CAN ANYONE EXPLAIN TO ME WHY FEBRUARY IS BLACK HISTORY MONTH? Jackie Robinson was born on January 31st, MLK on January 15th, and Carver on January 10TH. January ought to be Black History Month — unless the whole idea of modern culture is to wipe out the memory of the American Revolution (a nearby town just announced the discontinuation of 4th of July fireworks). What's going on here?
Someone said that the world would have been better off if Barney Frank and Charles Rangel had gone into doing voices for Walt Disney instead of doing Washington DC. Barry Sotello would have made a great radio announcer. And America would've been much better off if many college professors had gone into street sweeping instead of brainwashing our next generation.

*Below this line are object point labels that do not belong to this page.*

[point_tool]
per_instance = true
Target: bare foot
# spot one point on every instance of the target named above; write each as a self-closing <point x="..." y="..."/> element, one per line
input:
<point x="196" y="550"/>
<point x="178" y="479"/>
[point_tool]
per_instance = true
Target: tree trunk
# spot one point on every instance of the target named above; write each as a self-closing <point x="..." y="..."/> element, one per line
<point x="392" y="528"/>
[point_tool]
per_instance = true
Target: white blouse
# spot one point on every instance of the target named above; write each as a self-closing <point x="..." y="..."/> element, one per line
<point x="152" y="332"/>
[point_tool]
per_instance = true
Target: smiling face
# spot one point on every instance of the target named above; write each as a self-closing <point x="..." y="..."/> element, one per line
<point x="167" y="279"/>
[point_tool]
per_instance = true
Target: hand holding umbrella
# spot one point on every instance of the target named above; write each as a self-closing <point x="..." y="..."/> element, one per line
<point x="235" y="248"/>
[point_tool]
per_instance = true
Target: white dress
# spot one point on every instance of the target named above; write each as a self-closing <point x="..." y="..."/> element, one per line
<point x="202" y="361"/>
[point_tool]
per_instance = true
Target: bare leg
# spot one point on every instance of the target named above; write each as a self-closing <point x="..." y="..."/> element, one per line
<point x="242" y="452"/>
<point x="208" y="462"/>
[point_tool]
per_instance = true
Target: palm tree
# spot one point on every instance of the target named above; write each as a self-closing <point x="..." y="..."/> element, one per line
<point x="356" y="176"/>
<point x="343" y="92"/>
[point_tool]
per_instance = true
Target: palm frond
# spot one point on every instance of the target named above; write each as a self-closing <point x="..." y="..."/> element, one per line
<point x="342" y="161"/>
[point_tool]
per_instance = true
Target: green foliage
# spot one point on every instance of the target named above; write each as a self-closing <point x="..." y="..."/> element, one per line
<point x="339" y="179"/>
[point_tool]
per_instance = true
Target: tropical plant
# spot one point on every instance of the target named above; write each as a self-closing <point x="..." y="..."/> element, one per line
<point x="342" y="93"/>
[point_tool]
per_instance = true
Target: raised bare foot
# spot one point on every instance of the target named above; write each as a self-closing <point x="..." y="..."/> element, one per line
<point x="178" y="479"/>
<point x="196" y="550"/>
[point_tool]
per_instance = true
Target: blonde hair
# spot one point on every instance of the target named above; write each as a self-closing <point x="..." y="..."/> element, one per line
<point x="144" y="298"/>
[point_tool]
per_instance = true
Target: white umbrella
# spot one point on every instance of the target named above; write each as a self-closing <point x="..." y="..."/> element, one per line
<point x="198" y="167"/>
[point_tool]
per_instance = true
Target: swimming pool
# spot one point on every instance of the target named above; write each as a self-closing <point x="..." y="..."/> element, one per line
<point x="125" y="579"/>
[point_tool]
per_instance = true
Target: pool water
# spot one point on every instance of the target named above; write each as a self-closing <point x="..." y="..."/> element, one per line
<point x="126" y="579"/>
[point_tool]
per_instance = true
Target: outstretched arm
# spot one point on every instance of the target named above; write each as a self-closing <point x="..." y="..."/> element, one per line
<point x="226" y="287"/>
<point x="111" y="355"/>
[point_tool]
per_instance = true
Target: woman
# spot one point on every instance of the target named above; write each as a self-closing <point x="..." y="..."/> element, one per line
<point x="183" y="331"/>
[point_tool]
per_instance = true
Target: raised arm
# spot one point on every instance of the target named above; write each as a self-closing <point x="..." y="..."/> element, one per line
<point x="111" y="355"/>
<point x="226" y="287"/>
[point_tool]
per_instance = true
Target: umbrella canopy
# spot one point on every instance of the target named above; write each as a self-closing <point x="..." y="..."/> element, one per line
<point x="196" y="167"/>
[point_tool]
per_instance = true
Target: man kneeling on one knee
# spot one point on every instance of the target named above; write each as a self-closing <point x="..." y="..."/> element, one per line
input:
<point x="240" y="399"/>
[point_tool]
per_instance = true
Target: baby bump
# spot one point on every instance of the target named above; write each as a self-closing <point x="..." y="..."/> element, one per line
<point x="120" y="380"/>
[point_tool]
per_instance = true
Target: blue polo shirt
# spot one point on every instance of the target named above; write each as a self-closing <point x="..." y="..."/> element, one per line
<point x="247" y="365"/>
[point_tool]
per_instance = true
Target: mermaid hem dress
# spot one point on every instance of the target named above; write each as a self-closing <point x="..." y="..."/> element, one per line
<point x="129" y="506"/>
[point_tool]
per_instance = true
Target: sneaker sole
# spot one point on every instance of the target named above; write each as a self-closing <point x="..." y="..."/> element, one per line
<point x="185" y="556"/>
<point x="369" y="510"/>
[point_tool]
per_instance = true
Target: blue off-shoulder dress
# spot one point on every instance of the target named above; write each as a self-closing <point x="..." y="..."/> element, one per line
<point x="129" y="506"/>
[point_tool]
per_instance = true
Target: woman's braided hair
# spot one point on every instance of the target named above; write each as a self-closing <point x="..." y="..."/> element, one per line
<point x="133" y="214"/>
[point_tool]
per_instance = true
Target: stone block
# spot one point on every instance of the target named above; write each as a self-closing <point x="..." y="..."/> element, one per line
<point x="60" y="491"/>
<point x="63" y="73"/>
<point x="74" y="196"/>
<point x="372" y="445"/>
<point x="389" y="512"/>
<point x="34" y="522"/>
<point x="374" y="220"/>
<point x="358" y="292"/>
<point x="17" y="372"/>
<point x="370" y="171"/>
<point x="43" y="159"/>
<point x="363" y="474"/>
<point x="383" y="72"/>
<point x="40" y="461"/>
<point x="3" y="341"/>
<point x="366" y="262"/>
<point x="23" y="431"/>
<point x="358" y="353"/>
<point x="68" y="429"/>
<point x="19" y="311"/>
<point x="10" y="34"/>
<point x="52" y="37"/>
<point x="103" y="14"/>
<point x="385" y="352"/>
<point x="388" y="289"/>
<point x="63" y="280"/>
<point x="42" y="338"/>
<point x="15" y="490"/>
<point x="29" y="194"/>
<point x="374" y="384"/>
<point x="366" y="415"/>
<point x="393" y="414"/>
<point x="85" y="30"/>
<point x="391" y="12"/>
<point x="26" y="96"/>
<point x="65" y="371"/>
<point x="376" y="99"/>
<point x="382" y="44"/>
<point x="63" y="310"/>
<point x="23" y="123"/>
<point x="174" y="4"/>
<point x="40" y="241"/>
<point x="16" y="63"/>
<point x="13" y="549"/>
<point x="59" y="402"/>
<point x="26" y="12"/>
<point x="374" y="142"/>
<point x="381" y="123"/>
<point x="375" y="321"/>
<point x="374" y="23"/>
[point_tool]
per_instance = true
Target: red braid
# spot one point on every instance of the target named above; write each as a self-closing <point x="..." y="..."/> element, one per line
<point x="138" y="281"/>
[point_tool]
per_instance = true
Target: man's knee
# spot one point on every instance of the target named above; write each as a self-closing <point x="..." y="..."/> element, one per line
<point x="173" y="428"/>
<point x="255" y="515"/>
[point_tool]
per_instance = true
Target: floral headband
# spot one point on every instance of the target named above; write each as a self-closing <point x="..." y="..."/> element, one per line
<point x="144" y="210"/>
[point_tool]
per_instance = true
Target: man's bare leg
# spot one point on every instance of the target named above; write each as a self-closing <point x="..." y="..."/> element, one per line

Well, to me February will always be "American History Month" — and I mean all races, in no particular order! SO — in honor of 3 of our 4 greatest Presidents — all born in February — this week's column is a rerun of my February 3, 2004 column on Abraham Lincoln. I'm changing the title to "Abraham, Jackie, and John" [a baseball historian was talking to some kids about Jackie Robinson, and one of them asked, "Who is she?"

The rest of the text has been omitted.